Что ж, юмор показывает, что организм борется с болячками, решила Маргрит и перестала тревожиться за дядино здоровье. Когда, попрощавшись с племянницей, он отправился домой, молодая женщина занялась тем, о чем всегда только мечтала.

Она извлекла из дорожной сумки коробку акварельных красок, беличью кисточку и пачку бумаги. И, вытащив из дома стол, устроилась за ним, с огромным прилежанием рисуя сосновый бор, виднеющийся на противоположном берегу озера. Но вскоре незаметно подкравшаяся туча загнала ее под крышу.

Тут и появился Густав. Поставив грузовичок поближе к крыльцу, он ворвался в дом, промокший до нитки и верь забрызганный грязью.

– Ты как ньюфаундленд, только что спасший утопающего! – протягивая ему полотенце, которое тут же потемнело от влаги, сказала весело Маргрит. – Придется завтра посетить прачечную самообслуживания. Ты мне принес что-нибудь поесть?

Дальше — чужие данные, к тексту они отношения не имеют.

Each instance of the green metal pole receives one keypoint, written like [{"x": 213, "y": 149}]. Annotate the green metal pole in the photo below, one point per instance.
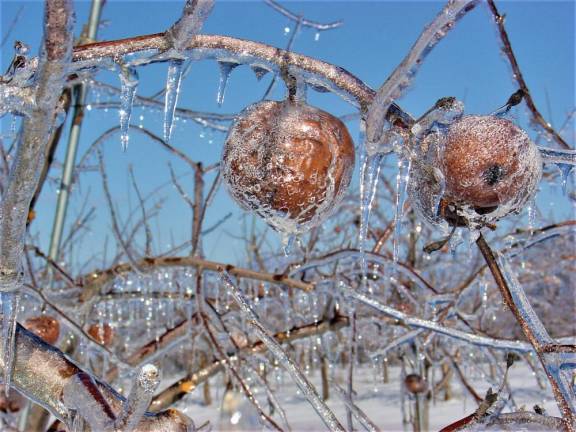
[{"x": 73, "y": 140}]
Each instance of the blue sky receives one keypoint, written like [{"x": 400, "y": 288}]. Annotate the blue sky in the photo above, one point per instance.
[{"x": 375, "y": 37}]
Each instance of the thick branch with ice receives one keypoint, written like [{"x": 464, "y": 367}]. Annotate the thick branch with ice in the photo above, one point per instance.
[
  {"x": 45, "y": 375},
  {"x": 36, "y": 130},
  {"x": 401, "y": 78},
  {"x": 276, "y": 350}
]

– Ненасытное создание Я предлагаю тебе восхищаться моим прекрасным ликом, благоговейно слушать, как я блистаю остроумием, а ты думаешь только о своем желудке!

Он бегом добрался до грузовика и вернулся с корзиной и двумя бутылками вина. Маргрит взяла у него бутылки и, наклонившись над столом, заглянула в корзину.

– По крайней мере, я правильно оцениваю себя, – с усмешкой возразила молодая женщина, изучая ее содержимое: круг мягкого сыра, два пирога с рыбой, что-то завернутое в фольгу и пахнущее, как… – Свиные ребрышки! Поджаренные над углями на решетке! Густав Бервальд, ты просто соблазнитель!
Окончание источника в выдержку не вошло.